Le Rojava face à la menace.
L'Auto Administration se prépare à une nouvelle invasion turque depuis que le dictateur ottoman à annoncé son intention d'envahir les régions pacifiques de Tal Rifat et de Manbij. Dans une déclaration, le commandant en chef des Forces Démocratiques Syriennes a estimé qu'en cas d'attaque les FDS pourraient être amenées à collaborer avec les troupes du régime Syrien dans le but de défendre le territoire mais aussi de libérer les zones qui sont déjà sous occupation turque. Il insiste sur le fait que les erreurs commises durant la dernière intervention turque ont été corrigées. En effet le régime Syrien était bien intervenu mais assez tardivement et de façon relativement désordonnée. On avait noté un grave manque de coordination entre les deux armées. Il semble que cette fois ci les canaux de communication entre l'Auto Administration et le régime Syrien aient été activés bien avant une éventuelle attaque et que la situation ait été évaluée très en détail par les deux parties. Sur le terrain, plusieurs mouvements de troupes importants ont été rapportés. Le régime Syrien à envoyé une grande quantité de renforts et d'armes lourdes à Tal Rifat, Manbij, Aïn Issa et Tal Tamir, soit sur l'ensemble de la ligne de front. Certains rapports font même état du déploiement d'une défense antiaérienne sur ces zones. Si ces informations ne sont pas formellement confirmées pour le moment on note toutefois que des préparatifs sont effectués, que la menace est prise au sérieux et que les FDS se préparent à entrer dans un conflit qui ne sera pas seulement défensif.
Quelle menace exactement?
Au delà des vociférations sanguinolentes du dictateur turc, on constate aussi que certains préparatifs se font du côté des jihadistes pro turcs.
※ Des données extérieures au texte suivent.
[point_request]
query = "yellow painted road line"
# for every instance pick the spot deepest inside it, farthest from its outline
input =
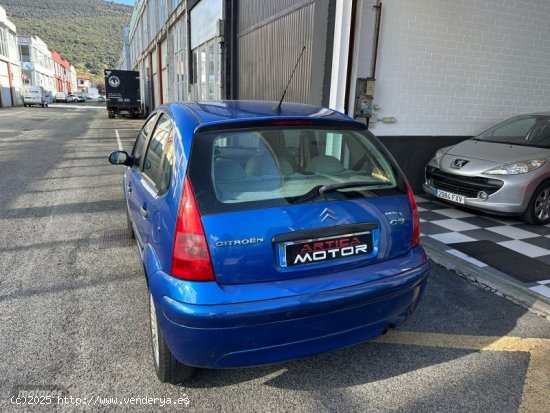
(536, 388)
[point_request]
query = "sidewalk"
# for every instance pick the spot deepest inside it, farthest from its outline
(505, 254)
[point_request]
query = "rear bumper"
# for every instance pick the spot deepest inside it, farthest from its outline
(263, 331)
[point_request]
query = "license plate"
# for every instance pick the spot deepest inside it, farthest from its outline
(449, 196)
(326, 249)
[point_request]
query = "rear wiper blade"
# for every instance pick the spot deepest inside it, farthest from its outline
(323, 189)
(344, 185)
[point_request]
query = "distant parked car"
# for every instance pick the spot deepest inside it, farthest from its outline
(504, 170)
(267, 234)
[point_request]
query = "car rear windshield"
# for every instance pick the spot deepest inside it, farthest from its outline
(528, 130)
(242, 169)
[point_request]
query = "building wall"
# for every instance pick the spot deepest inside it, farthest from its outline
(10, 72)
(455, 67)
(270, 38)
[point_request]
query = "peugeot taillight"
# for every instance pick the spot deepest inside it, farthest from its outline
(190, 255)
(415, 242)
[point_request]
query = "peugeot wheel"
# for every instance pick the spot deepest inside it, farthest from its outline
(538, 211)
(168, 369)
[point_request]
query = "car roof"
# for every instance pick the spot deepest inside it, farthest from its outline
(212, 112)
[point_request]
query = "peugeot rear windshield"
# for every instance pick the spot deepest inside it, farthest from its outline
(241, 169)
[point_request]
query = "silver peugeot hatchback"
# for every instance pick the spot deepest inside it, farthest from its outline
(504, 170)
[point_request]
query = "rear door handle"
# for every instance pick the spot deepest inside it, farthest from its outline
(144, 212)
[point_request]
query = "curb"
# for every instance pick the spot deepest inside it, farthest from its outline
(488, 278)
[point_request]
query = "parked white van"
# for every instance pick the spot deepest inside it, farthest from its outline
(34, 95)
(61, 97)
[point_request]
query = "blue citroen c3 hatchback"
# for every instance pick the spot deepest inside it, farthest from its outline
(267, 235)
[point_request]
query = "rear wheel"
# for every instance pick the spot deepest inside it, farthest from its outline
(538, 211)
(168, 369)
De fortes mobilisations ont lieu actuellement à Azaz et des objectifs ont même été publiés dans la "presse" turque. Il s'agirait pour les jihadistes de prendre la base aérienne de Minaq située au Nord de Tal Rifat pour s'en servir comme base arrière en vue d'une prise complète de la région. Pour la région de Manbij, le pont de Qere Qozak qui enjambe l'Euphrate et le barrage de Tishrin sont désignés comme deux objectifs majeurs. La prise du barrage permettrait à la turquie d'installer des entreprises turques pour voler l'électricité produite et la prise du pont ouvrirait une route directe (via la M4) sur Aïn Issa tout en coupant Manbij et Kobanî du reste du Rojava. La deuxième armée de l'OTAN croit-elle vraiment en ce plan? C'est possible. De la part d'un pays qui revendique officiellement la propriété territoriale de la Lune tout est possible.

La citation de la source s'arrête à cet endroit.